Yesterday morning I visited my mother, who is 78 years old, terminally ill and in an assisted living facility. She lamented the preponderance of twenty- and thirty-somethings on the staff, pointing out that it took someone at least middle-aged to understand the needs and concerns of the elderly.
Internally, I had to laugh like hell. Twenty-seven years ago, I was 20 years old and my mom was turning fifty and feeling quite angsty about the prospect. In my journal, I breezily dismissed this: What’s the big deal about turning 50, Ma? It happens to everyone, and those to whom it doesn’t have a much bigger bummer to face. Well, I was twenty, and like everyone at that age, I knew everything. Right?

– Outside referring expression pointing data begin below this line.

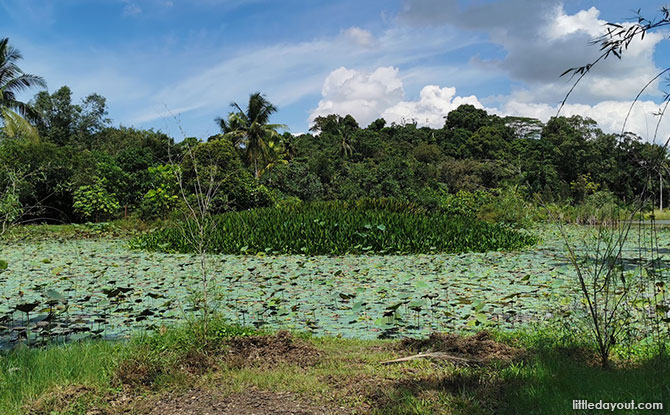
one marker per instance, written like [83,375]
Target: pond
[72,288]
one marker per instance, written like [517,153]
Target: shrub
[94,201]
[325,228]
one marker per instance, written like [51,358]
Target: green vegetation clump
[335,228]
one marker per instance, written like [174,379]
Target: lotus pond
[64,289]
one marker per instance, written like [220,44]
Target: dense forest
[79,167]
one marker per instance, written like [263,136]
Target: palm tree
[15,115]
[249,130]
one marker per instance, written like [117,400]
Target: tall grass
[335,228]
[27,373]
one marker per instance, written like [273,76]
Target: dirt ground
[250,402]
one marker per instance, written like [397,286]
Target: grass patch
[335,228]
[347,376]
[27,374]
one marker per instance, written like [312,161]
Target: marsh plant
[619,291]
[197,181]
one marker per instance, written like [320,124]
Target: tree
[15,114]
[250,130]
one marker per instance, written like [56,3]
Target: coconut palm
[15,115]
[250,131]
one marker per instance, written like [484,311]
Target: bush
[325,228]
[94,201]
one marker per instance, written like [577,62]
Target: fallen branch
[434,355]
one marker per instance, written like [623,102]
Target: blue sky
[161,60]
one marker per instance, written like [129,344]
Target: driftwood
[434,355]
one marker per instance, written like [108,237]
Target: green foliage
[162,197]
[339,228]
[94,201]
[465,203]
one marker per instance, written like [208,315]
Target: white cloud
[364,95]
[131,9]
[585,21]
[291,71]
[360,37]
[541,41]
[610,116]
[432,107]
[370,95]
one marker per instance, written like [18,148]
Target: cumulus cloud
[432,107]
[131,9]
[370,95]
[364,95]
[360,37]
[610,116]
[541,41]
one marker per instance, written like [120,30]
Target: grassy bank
[336,228]
[538,371]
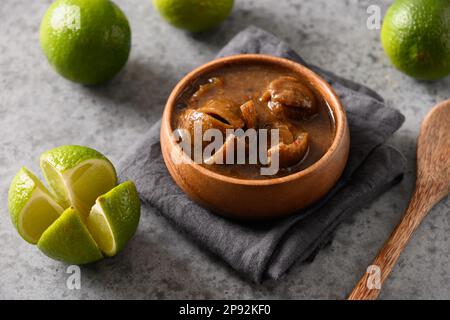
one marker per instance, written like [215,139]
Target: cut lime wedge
[31,206]
[78,175]
[114,218]
[68,240]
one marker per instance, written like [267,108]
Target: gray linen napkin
[268,249]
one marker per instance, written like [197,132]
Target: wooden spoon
[432,185]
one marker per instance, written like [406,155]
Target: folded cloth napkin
[268,249]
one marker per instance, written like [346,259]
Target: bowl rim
[315,80]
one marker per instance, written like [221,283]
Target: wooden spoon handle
[369,286]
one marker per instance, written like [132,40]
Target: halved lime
[78,175]
[68,240]
[114,218]
[31,206]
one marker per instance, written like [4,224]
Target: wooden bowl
[258,199]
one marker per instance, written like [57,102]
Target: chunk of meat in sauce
[224,111]
[290,154]
[287,96]
[249,115]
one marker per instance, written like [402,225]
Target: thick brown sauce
[242,83]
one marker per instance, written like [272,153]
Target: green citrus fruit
[86,41]
[31,206]
[78,175]
[99,215]
[194,15]
[68,240]
[416,37]
[114,218]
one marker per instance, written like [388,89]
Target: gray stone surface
[39,110]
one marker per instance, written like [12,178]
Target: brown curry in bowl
[259,96]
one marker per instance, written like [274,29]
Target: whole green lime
[86,41]
[416,37]
[194,15]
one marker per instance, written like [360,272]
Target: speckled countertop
[39,110]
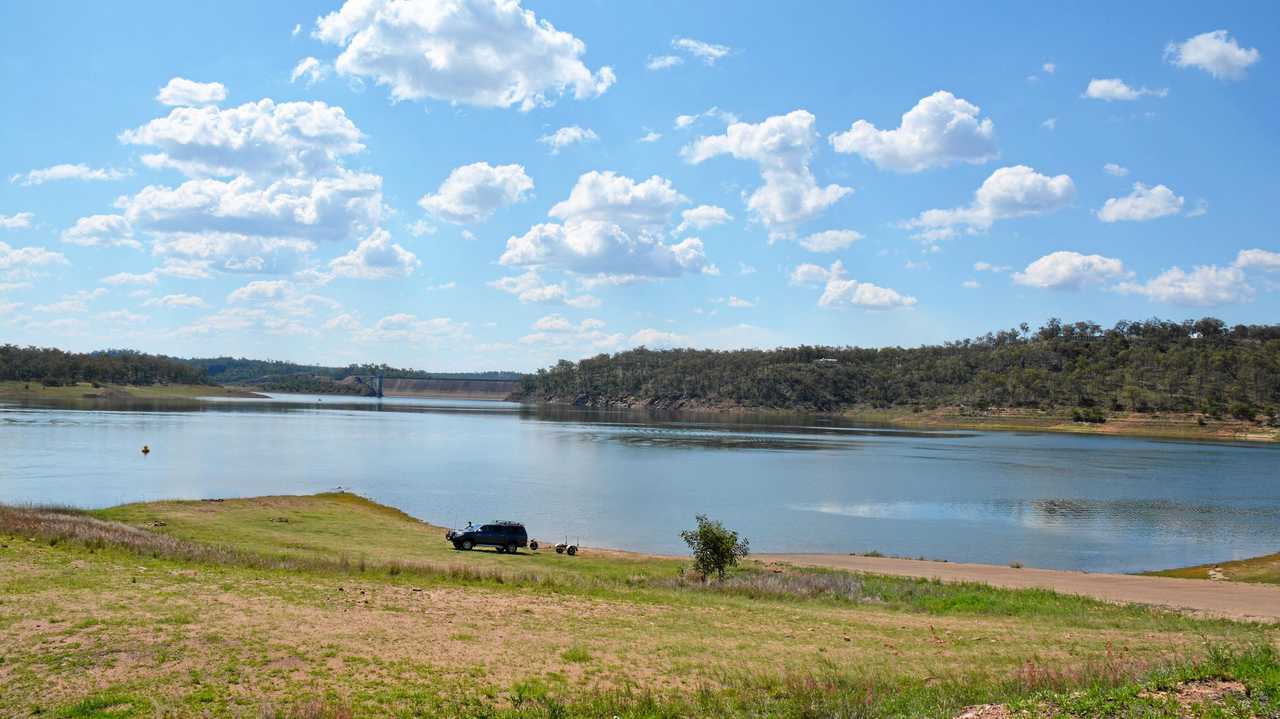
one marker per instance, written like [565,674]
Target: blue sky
[479,186]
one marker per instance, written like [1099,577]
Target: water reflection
[635,479]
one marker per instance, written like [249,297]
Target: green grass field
[332,605]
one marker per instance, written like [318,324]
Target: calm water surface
[634,481]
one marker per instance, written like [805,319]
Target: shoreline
[1168,425]
[1224,599]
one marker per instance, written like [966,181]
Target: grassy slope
[1261,569]
[1125,424]
[16,390]
[369,609]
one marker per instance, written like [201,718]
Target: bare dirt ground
[1234,600]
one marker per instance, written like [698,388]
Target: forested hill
[237,370]
[288,376]
[114,366]
[1146,366]
[55,367]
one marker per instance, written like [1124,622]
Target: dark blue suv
[504,536]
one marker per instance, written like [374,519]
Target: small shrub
[714,546]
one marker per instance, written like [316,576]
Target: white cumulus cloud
[1070,270]
[186,92]
[485,53]
[68,172]
[1216,53]
[1142,204]
[1115,88]
[474,192]
[375,257]
[22,220]
[1258,259]
[259,138]
[309,69]
[708,53]
[782,146]
[1009,192]
[101,230]
[27,257]
[179,301]
[839,291]
[650,337]
[941,129]
[612,225]
[567,136]
[663,62]
[830,241]
[702,218]
[1206,285]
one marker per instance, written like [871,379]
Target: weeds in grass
[311,709]
[62,525]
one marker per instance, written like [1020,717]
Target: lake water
[632,481]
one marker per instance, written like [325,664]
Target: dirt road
[1235,600]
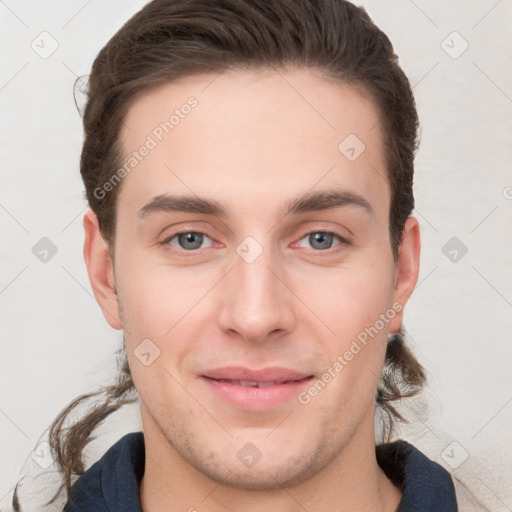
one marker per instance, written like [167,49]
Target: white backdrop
[55,341]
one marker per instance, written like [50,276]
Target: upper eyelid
[341,238]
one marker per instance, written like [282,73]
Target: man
[249,170]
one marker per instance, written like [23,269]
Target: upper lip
[241,373]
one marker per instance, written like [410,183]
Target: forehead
[257,135]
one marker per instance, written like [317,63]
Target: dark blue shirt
[112,483]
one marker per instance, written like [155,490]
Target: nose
[257,305]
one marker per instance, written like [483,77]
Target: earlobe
[100,270]
[406,268]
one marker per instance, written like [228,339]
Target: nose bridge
[256,303]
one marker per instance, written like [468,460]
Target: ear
[100,270]
[406,269]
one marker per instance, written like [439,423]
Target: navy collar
[112,483]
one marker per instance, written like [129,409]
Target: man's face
[257,304]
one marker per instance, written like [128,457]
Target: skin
[255,141]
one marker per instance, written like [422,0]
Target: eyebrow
[309,202]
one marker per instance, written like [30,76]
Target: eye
[323,240]
[187,240]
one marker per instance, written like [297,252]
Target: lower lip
[256,399]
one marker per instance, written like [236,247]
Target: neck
[353,481]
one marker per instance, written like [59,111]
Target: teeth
[253,384]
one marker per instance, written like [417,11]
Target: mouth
[255,390]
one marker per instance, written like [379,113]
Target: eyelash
[342,241]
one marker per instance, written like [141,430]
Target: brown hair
[171,39]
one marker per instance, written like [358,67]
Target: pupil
[323,239]
[195,239]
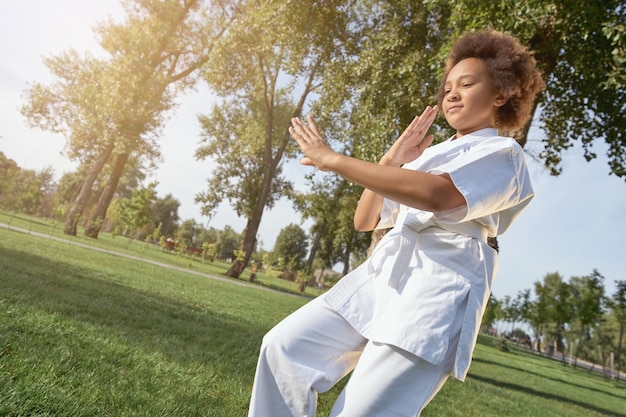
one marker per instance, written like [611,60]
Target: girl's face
[470,102]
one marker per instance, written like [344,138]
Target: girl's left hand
[316,150]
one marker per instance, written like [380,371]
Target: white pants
[314,347]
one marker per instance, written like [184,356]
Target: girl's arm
[412,188]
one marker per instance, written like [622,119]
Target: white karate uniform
[411,313]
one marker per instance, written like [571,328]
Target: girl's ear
[501,100]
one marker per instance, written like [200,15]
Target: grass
[87,333]
[119,244]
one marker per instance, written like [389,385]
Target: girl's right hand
[412,142]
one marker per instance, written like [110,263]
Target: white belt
[408,239]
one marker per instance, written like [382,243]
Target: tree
[275,51]
[228,242]
[188,233]
[112,109]
[136,212]
[587,305]
[493,313]
[292,245]
[165,213]
[553,295]
[580,48]
[617,304]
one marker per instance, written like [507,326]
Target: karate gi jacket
[409,290]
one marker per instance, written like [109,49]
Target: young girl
[408,317]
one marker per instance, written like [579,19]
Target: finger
[425,143]
[313,125]
[307,161]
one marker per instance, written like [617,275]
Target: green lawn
[86,333]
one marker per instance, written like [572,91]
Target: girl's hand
[316,150]
[411,143]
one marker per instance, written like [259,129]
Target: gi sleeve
[493,178]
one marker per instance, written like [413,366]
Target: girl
[408,317]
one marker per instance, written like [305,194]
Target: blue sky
[575,224]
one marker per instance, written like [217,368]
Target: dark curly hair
[512,68]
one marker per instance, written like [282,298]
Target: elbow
[361,225]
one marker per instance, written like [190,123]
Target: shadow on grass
[559,380]
[181,331]
[542,394]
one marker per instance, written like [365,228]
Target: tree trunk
[316,244]
[97,218]
[619,349]
[249,240]
[346,258]
[82,199]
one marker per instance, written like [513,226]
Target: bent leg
[389,382]
[305,354]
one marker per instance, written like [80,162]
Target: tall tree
[580,48]
[112,109]
[587,304]
[292,245]
[265,68]
[617,304]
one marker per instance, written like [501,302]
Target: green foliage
[291,247]
[136,211]
[85,333]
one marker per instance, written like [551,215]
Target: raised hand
[315,148]
[412,142]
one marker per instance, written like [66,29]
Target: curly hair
[512,68]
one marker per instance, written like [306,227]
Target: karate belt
[408,239]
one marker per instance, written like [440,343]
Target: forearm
[416,189]
[367,213]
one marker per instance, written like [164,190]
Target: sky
[575,224]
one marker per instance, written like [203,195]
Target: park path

Wrongo bongo. The Universe is right now laughing up its sleeve at me, and I fully deserve it. Because middle age has hit me like a ton of bricks, and suddenly my hubris has come back to haunt me.
Sometime in your forties, your vision goes wonky. I’ve been myopic for 40 years, and for years, that was easy to correct. But now I’m farsighted as well as nearsighted, meaning that without my glasses or contacts, I can’t see anything far away, and with glasses or contacts I can’t see anything close to. Bifocals give me headaches, so I am forever putting on and taking off reading glasses, regular glasses, prescription sunglasses, and nonprescription sunglasses. I carry four fucking pairs of glasses in my purse every day, for every visual contingency. We used to laugh at my dad when he had to hold things at arm’s length to read them, but I’m not laughing now.
There’s the other stuff, too — your hair thins, your back aches constantly, your body composition changes, your hips widen, your skin turns dry and crepey. My “babe” stage is long behind me, and “Driving Miss Daisy” can’t be far behind. My five-year-old stroked the skin on my upper arms and said Mommy, your arms are made out of paper. And my heart cried No, honey, that’s my GRANDMA you’re talking about! But it’s not. It’s me.
I won’t say much about the approach of menopause, because that lands squarely in the Department of Too Much Information, but I will say that I never expected it to be much of an event — more of a non-event, an absence rather than a presence. Well, I was wrong about that, too. I suppose I should have known that a reproductive career as illustrious as mine would go out not with a whimper but with a bang.
Am I bitter? No, I am not — I’m merely repeating the pattern of the human condition. But as much as you accept it intellectually, it does rather clobber you right between the eyes. For most of my readers, this is a cautionary tale, as you’re quite a bit younger than I — Mark, I know, understands completely.
So, you know, appreciate your youth while you’ve got it, however much of it you’ve got. Because I know my mom would be happy to be only 47 instead of 78. And finally, I completely understand.